1.Authored by: Justice Robert H. Jackson

2.Authored by: Justice Wiley Blount Rutledge

Decision

The 5-4 decision was handed down on February 10, 1947. The Court, through Justice Hugo Black, ruled that the state law was constitutionally permissible. Perhaps as important as the actual outcome, though, was the position that the entire Court adopted on the Establishment Clause. It reflected a broad interpretation of the Clause that was to guide the Court's decisions for decades to come. Black's language was sweeping

"The 'establishment of religion' clause of the First Amendment means at least this: Neither a state nor the Federal Government can set up a church. Neither can pass laws which aid one religion, aid all religions, or prefer one religion over another. Neither can force nor influence a person to go to or to remain away from church against his will or force him to profess a belief or disbelief in any religion.
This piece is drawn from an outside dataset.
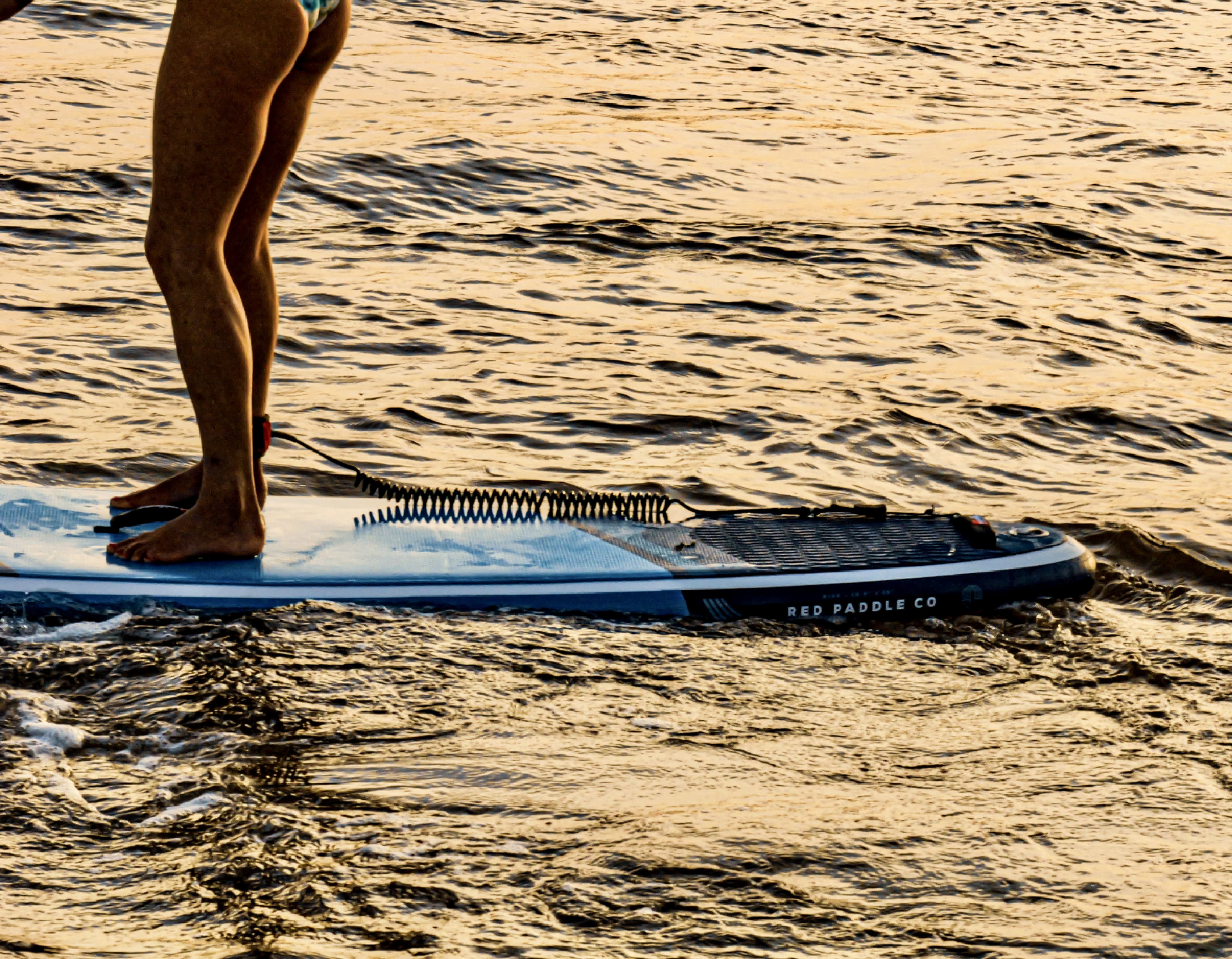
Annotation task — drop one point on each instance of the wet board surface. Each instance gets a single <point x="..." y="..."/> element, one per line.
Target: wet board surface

No person can be punished for entertaining or professing religious beliefs or disbeliefs, for church attendance or non-attendance. No tax in any amount, large or small, can be levied to support any religious activities or institutions, whatever they may be called, or whatever from they may adopt to teach or practice religion. Neither a state nor the Federal Government can, openly or secretly, participate in the affairs of any religious organizations or groups and vice versa. In the words of Jefferson, the clause against establishment of religion by law was intended to erect 'a wall of separation between Church and State.'" 330 U.S. 1, 15-16.

Despite the bold rhetoric, the outcome rejected the claim of improper government aid to religion. The four dissenters agreed with Black's definition of the Establishment Clause, but protested that the principles he laid down ought logically to lead to the invalidation of the challenged law. Justice Wiley Blount Rutledge argued that

"The funds used here were raised by taxation. The Court does not dispute nor could it that their use does in fact give aid and encouragement to religious instruction. It only concludes that this aid is not 'support' in law. But Madison and Jefferson were concerned with aid and support in fact not as a legal conclusion 'entangled in precedents.' Here parents pay money to send their children to parochial schools and funds raised by taxation are used to reimburse them. This not only helps the children to get to school and the parents to send them. It aids them in a substantial way to get the very thing which they are sent to the particular school to secure, namely, religious training and teaching." 330 U.S. 1, 45.

Despite the contentious result reached in Everson, it remains one of the most important cases relating to church-state separation in Supreme Court case law. Some, including Chief Justice William H. Rehnquist have criticized Everson for its reliance on quotations and views from Thomas Jefferson, who had little to do with the framing of the U.S. Constitution or its Bill of Rights. Everson 's supporters counter that the case also draws heavily on the works of James Madison, the "Father of the Bill of Rights," particularly on his Memorial and Remonstrance Against Religious Assessments.